Plaintiffs argue that the Commission erred in concluding that it was required to accept as controlling the testimony of Cedar West's expert that a wetland could be recreated by the transfer of wetlands soil. Plaintiffs argue that Commissioner St. John's remarks regarding the legal effect of Cedar West's expert testimony were prejudicial because they disregarded the existence of contrary expert evidence concerning the re-creation of wetlands aspect of the application. Plaintiffs argue in their February 8, 1991 brief the following:

Mr. St. John reflected on the legal effect of the testimony of Dr. Barske, and reasoned that the Commission had before it only his expert testimony `that this could work.' Ex. 52, p. 1. His reference to `if the case goes to court' clearly anticipates CT Page 1488 the application of the rules of law from Feinson v. Conservation Commission, 180 Conn. 421 (1980), and Tanner v. Conservation Commission, 15 Conn. App. 336 (1988) (involving the Norwalk Conservation Commission), and draws the conclusion that the Commission was somehow mandated to follow the recommendation of the expert, as a matter of law.

(Plaintiffs' Brief dated February 8, 1991 at 12 and 13). Plaintiffs argue that unlike Feinson and Tanner, the instant case involves the question of whether Cedar West is permitted to create replacement wetlands and "that there is no need to have `testimony that it will not work' in order for the Commission to conclude that the plan was not satisfactory. . . ." (Plaintiffs' Brief at 14) Plaintiffs conclude that "it was error for a Commission member to limit his discretion by such a rule, and to recommend such a rule the other members." (Plaintiffs' Brief at 14).

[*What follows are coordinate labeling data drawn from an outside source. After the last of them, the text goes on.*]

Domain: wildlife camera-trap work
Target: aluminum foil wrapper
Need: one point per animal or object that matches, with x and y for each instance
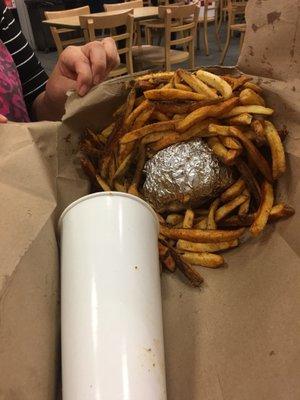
(184, 175)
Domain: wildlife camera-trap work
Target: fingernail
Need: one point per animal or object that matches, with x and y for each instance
(96, 79)
(82, 90)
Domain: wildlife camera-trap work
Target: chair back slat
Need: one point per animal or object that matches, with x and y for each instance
(123, 6)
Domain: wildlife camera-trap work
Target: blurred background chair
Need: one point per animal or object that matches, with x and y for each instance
(236, 14)
(179, 24)
(209, 14)
(123, 20)
(59, 33)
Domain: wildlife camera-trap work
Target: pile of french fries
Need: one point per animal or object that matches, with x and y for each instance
(230, 114)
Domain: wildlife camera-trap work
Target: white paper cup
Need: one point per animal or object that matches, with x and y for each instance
(112, 332)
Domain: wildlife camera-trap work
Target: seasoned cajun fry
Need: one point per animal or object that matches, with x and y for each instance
(241, 119)
(123, 167)
(227, 208)
(249, 179)
(107, 131)
(207, 260)
(211, 223)
(230, 142)
(205, 247)
(244, 207)
(172, 94)
(145, 105)
(277, 150)
(159, 116)
(188, 219)
(253, 86)
(250, 97)
(174, 219)
(146, 130)
(250, 110)
(182, 86)
(216, 82)
(143, 117)
(226, 156)
(134, 187)
(202, 224)
(202, 236)
(261, 218)
(196, 84)
(215, 110)
(233, 191)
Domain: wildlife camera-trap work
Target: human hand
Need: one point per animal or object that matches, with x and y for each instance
(78, 68)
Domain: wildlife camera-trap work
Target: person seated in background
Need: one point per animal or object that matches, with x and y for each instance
(27, 93)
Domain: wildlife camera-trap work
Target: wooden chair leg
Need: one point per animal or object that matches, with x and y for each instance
(205, 37)
(217, 32)
(224, 52)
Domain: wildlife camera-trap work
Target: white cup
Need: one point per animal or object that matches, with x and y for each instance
(112, 331)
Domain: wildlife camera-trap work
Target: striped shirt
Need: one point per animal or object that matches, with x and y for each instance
(32, 75)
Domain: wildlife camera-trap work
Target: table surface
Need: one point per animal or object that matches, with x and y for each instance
(73, 22)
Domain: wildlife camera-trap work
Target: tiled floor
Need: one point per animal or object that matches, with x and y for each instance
(49, 59)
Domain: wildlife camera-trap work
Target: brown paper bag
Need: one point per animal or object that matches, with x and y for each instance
(235, 338)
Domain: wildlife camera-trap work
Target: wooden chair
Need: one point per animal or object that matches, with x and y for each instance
(128, 5)
(57, 32)
(209, 13)
(234, 9)
(90, 23)
(177, 21)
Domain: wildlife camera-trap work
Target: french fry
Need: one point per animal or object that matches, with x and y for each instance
(156, 75)
(157, 115)
(277, 150)
(172, 94)
(146, 130)
(205, 247)
(278, 211)
(248, 109)
(134, 187)
(202, 236)
(249, 179)
(188, 219)
(130, 103)
(182, 86)
(216, 82)
(253, 86)
(102, 183)
(233, 191)
(215, 110)
(202, 224)
(241, 119)
(261, 218)
(211, 223)
(174, 219)
(227, 208)
(228, 157)
(244, 207)
(196, 84)
(253, 152)
(107, 131)
(208, 260)
(230, 143)
(143, 117)
(250, 97)
(145, 105)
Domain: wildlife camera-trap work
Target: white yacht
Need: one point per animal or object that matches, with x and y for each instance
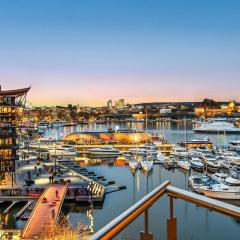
(179, 152)
(196, 164)
(229, 189)
(217, 127)
(232, 157)
(107, 151)
(62, 152)
(211, 163)
(219, 177)
(43, 126)
(145, 150)
(160, 157)
(183, 163)
(57, 123)
(147, 165)
(134, 165)
(235, 145)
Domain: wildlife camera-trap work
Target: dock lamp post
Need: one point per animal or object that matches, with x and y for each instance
(90, 211)
(55, 155)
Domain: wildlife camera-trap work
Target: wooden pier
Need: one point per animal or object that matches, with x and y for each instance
(44, 217)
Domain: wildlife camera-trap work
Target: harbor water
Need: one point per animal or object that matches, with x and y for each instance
(193, 222)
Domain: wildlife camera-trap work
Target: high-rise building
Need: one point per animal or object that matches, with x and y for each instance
(119, 103)
(109, 104)
(10, 102)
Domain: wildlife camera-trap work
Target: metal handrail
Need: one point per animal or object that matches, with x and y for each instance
(213, 204)
(128, 216)
(123, 220)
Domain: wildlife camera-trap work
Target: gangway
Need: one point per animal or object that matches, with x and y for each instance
(44, 217)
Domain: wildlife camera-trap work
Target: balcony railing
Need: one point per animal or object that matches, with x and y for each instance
(122, 221)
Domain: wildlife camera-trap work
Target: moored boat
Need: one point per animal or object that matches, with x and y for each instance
(147, 165)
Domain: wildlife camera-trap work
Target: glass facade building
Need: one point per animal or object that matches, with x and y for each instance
(10, 101)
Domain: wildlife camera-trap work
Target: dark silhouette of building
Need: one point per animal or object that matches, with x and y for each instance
(10, 102)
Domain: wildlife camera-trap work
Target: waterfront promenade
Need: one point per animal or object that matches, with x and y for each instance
(44, 216)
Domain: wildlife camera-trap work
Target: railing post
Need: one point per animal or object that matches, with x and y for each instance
(171, 223)
(146, 235)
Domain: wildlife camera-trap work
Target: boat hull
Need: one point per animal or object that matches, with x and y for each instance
(221, 194)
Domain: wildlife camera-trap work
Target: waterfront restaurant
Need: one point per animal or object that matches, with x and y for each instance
(110, 136)
(10, 101)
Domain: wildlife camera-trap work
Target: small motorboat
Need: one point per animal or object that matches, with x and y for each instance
(198, 183)
(184, 164)
(134, 165)
(197, 164)
(147, 165)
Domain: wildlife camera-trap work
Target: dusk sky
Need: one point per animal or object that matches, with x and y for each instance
(86, 52)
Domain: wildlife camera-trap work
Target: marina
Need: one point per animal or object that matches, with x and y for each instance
(86, 167)
(119, 120)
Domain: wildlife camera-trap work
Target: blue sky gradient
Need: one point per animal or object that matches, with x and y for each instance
(85, 51)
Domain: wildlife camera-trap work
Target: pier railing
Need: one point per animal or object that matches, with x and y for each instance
(122, 221)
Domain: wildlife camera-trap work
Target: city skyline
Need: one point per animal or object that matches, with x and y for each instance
(88, 52)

"Evidence of the individual views of one member is not available to show the reasons actuating the [Commission] or the grounds of its decision. These can only be shown by the vote of the [Commission]." Thayer v. Board of Appeals, 114 Conn. 15,20-21, 157 A. 273 (1931). There is nothing in the record to connect Mr. St. John's remarks with the vote of the Commission. The plaintiffs' allegations are mere speculations as to what the Commission and Mr. St. John concluded and are without merit.

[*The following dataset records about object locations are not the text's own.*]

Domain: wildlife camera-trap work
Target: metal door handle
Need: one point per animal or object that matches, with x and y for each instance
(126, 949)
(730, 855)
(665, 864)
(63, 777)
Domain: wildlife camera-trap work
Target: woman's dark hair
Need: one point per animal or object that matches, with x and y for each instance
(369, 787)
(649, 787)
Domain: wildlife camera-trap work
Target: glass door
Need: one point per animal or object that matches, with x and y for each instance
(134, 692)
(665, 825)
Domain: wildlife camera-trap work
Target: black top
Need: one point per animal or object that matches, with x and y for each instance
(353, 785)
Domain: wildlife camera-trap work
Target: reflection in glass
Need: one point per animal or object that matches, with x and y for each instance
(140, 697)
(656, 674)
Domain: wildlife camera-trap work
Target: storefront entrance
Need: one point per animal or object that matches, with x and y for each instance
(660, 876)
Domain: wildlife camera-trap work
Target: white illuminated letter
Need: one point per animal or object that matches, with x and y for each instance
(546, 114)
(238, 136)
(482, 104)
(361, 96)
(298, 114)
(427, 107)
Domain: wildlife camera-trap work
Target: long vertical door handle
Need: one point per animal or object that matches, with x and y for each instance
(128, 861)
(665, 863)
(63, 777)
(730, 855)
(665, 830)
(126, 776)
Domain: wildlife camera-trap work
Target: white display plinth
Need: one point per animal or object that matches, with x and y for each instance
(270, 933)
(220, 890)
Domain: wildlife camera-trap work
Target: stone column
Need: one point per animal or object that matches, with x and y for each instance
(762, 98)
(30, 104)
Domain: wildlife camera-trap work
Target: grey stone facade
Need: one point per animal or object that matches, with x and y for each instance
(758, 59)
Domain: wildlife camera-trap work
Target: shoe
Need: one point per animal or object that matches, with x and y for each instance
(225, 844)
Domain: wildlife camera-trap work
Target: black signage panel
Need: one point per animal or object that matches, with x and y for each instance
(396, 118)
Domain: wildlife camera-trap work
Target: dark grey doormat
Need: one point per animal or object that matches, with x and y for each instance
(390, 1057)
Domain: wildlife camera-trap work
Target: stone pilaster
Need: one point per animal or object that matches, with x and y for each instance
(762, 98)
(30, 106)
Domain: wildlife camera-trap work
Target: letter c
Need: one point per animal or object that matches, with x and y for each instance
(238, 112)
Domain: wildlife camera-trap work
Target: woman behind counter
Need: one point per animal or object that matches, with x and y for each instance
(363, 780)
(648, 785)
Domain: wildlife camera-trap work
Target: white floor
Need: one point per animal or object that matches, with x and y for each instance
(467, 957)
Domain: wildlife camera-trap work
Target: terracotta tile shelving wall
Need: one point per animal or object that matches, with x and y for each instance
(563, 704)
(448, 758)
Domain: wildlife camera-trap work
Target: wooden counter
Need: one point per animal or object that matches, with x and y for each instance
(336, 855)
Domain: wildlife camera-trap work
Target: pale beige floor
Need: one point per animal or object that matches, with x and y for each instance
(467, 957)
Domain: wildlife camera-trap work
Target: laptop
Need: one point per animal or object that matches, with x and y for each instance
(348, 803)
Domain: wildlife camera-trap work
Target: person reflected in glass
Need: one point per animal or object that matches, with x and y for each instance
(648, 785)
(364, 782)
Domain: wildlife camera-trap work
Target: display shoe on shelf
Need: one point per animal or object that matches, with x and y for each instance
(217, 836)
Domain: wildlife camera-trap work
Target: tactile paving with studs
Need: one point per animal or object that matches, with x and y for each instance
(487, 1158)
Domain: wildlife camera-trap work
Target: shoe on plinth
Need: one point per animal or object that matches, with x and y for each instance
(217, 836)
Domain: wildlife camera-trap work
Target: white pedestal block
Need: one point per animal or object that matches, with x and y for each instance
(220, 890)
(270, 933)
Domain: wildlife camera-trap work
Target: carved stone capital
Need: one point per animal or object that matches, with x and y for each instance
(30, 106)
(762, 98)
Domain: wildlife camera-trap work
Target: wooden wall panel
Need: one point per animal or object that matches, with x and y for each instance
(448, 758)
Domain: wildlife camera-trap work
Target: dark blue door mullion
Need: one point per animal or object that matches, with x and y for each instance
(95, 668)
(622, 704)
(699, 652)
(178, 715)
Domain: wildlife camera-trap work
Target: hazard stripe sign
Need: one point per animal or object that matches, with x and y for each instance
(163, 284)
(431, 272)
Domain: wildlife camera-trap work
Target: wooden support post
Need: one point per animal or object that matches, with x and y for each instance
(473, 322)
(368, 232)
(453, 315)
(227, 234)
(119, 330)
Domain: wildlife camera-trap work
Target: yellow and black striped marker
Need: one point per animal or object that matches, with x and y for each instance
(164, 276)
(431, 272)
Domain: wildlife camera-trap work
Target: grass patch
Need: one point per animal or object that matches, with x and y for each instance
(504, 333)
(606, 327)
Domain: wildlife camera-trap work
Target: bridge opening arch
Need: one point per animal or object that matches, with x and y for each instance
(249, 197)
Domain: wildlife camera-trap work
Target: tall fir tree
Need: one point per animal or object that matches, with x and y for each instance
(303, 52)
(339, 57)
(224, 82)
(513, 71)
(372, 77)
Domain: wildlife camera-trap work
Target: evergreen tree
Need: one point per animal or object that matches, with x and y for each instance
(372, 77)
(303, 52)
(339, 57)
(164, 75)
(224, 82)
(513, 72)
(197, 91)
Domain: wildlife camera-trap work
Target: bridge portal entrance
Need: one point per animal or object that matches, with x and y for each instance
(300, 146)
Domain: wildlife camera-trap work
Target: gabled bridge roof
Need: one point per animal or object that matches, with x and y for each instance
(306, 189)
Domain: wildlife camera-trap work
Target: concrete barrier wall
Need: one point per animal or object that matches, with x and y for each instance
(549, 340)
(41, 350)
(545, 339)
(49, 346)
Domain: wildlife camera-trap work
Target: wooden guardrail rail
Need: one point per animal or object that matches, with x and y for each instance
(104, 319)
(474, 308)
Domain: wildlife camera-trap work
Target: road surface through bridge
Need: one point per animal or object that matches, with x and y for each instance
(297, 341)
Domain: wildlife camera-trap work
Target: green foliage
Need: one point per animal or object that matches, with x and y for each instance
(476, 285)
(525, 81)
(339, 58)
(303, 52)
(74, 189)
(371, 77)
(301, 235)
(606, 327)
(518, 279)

Plaintiffs' argument that Mr. St. John's remarks were prejudicial because they disregarded contrary evidence is also without merit. The record reveals that there was no expert testimony before the Commission which contradicted Cedar West's expert on the re-creation of wetlands issue. Mr. St. John asked Christie Love, the Commission's staff expert, "[a]re you saying it can't be done or you haven't seen it." Christie Love replied, "I haven't seen it." Christie Love's response is not contradictory rather it is one of lack of knowledge. The plaintiff's allegations and arguments fail to show that the Commission acted improperly or illegally.

Cedar West has standing to apply for the modification of its conservation permit and the Commission's actions did not constitute a denial of due process. The plaintiffs have failed to satisfy their burden that the Commission acted illegally or arbitrarily in granting the modification of Cedar West's permit. Accordingly, the plaintiffs' appeal is dismissed.